À peine le disque solaire eut-il disparu qu’un jet immense d’un vert pâle et transparent, qu’on eût dit lancé par un prisme invisible, vint occuper sa place et marquer jusqu’au zénith la route qu’il avait suivie dans l’espace. Ni la plume ni le pinceau ne sauraient rendre la variété de tons, d’accidents et de mouvements que cette apparition répandit à travers les magiques ondulations de la lumière défaillante ; un réseau d’or et de feu, semé d’une éblouissante poussière de pierres précieuses, n’eût rien produit qu’on pût lui comparer.
Je remarquai en cette occasion un fait que j’ai été à même de constater depuis, en dépit de l’opinion de la plupart des voyageurs et des savants.
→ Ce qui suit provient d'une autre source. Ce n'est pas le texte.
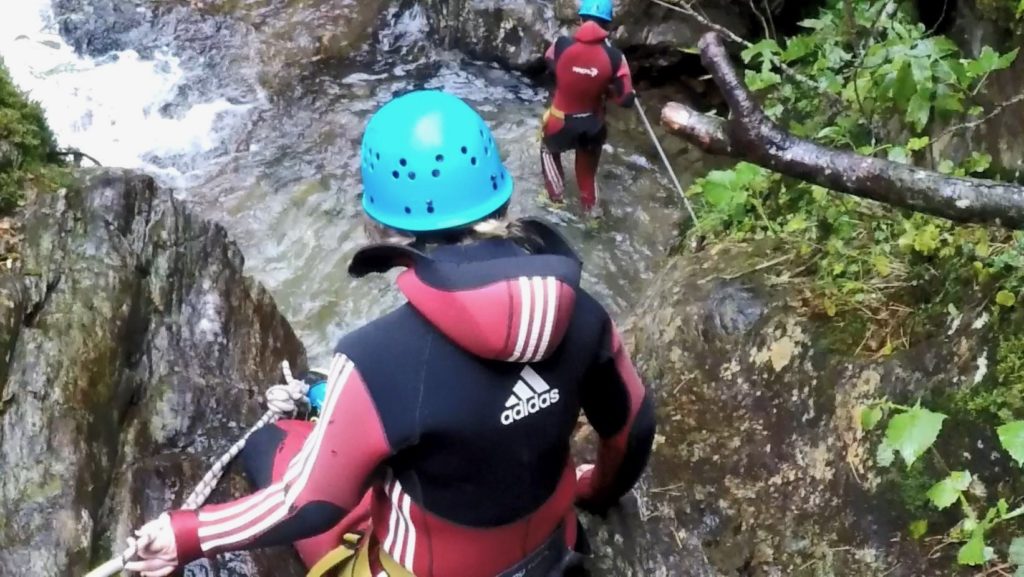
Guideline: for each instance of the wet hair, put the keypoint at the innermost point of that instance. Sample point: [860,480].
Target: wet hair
[495,225]
[599,22]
L’intervalle qui s’écoule entre la disparition du soleil et la tombée de la nuit est plus grand dans ces régions qu’on ne le pense et qu’on ne le dit généralement. Je fis part de mes doutes à cet égard à un missionnaire qui se trouvait à bord, homme instruit et qui a fait de longs séjours dans ces latitudes ; il les partageait entièrement. Plus de trois quarts d’heure après le coucher du soleil, la lueur du crépuscule suffit encore pour éclairer notre débarquement et nos premiers pas dans Bombay.
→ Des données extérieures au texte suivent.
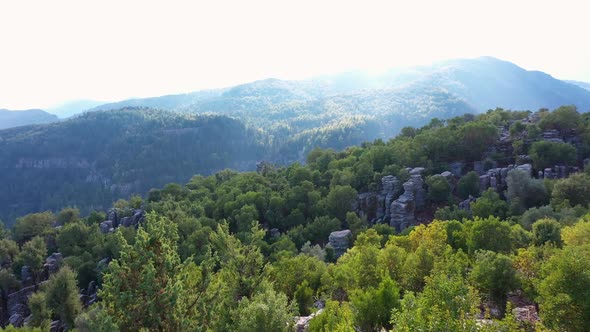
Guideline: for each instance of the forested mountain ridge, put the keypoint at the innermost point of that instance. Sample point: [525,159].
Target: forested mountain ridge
[95,158]
[495,218]
[484,83]
[9,118]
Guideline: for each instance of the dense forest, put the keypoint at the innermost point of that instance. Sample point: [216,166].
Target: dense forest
[10,118]
[489,232]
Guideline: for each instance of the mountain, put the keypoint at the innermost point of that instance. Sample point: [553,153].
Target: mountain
[10,118]
[483,83]
[584,85]
[95,158]
[74,107]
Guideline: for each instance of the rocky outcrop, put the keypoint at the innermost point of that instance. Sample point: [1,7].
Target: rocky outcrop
[302,322]
[375,206]
[557,172]
[52,264]
[114,220]
[340,241]
[403,209]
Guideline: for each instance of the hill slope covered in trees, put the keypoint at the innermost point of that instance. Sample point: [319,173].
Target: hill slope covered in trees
[252,251]
[9,119]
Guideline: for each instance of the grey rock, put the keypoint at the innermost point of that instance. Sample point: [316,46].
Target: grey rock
[466,204]
[126,221]
[527,168]
[391,190]
[478,167]
[16,320]
[484,182]
[106,226]
[447,175]
[26,275]
[417,171]
[53,263]
[457,168]
[340,241]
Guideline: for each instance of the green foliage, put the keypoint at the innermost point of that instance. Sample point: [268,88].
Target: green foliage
[336,317]
[95,319]
[524,192]
[33,255]
[564,119]
[31,225]
[494,275]
[564,291]
[372,308]
[339,201]
[479,236]
[62,295]
[439,189]
[267,311]
[548,154]
[41,314]
[468,185]
[571,191]
[547,231]
[147,287]
[489,204]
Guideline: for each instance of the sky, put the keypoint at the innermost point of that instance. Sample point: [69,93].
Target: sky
[55,51]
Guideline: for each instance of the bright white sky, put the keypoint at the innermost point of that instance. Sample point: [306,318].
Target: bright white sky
[53,51]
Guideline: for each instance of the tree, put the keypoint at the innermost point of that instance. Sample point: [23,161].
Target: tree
[340,200]
[524,192]
[62,295]
[32,255]
[548,154]
[468,185]
[489,204]
[571,191]
[336,317]
[547,231]
[31,225]
[489,234]
[267,311]
[564,292]
[372,308]
[147,287]
[439,189]
[40,313]
[494,275]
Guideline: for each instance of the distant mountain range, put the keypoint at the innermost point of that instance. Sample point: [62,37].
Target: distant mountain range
[584,85]
[9,118]
[116,149]
[483,83]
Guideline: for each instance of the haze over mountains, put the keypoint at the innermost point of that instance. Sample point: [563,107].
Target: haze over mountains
[134,145]
[11,118]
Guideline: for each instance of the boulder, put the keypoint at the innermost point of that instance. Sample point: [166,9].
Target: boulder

Héritière de toutes les grandeurs déchues de la côte occidentale de l’Inde, de tout le commerce qui fit autrefois la renommée et la fortune de Cochin, de Calicut, de Goa, de Surate et de Cambaye, Bombay s’élève au milieu d’une forêt de palmiers, sur un îlot coralligène qu’une chaussée unit à la grande île de Salcette. Son port, où aboutissent tous les produits de l’ouest et du nord de l’Inde à la destination de la Chine et de l’Angleterre, ne le cède à aucun autre en importance et en activité. Ses relations commerciales sont plus étendues que celles de l’ancienne Carthage ou des républiques marchandes de Gênes et de Venise, au temps de leur splendeur.
Cette grande cité est dans les meilleures conditions pour préparer le nouveau débarqué à l’étude du monde indou. À la première vue de ces hommes à demi vêtus de blanc, à la peau couleur de bronze, ayant presque toujours le visage et le buste saupoudrés de curcuma ; de femmes demi-nues aussi, délicieuses, et dont les seins sont aussi doux que la soie, et dont les jambes sont étrangement drapées de gaze rouge, blanche ou violette, chargées d’ornements d’argent et d’or aux pieds, aux mains, aux bras, au cou, au nez et aux oreilles, et couronnant leurs longs cheveux noirs de guirlandes de fleurs aromatiques ; à l’aspect de ces petits temples indiens, où de monstrueuses idoles sont sans cesse entourées de fakirs décharnés, aux ongles longs et crochus comme des serres de vautour ; en contemplant ces vastes étangs bordés d’escaliers de pierre, où il y a toujours encombrement de vivants qui se purifient et de cadavres que l’on lave ; et surtout en plongeant le regard dans ces chapelles silencieuses des Guèbres, où brûle, éternellement entretenu, le feu sacré, allumé au principe des choses humaines par les patriarches de la primitive Asie, on se sent entraîné au fond des mœurs de l’Inde et des siècles écoulés.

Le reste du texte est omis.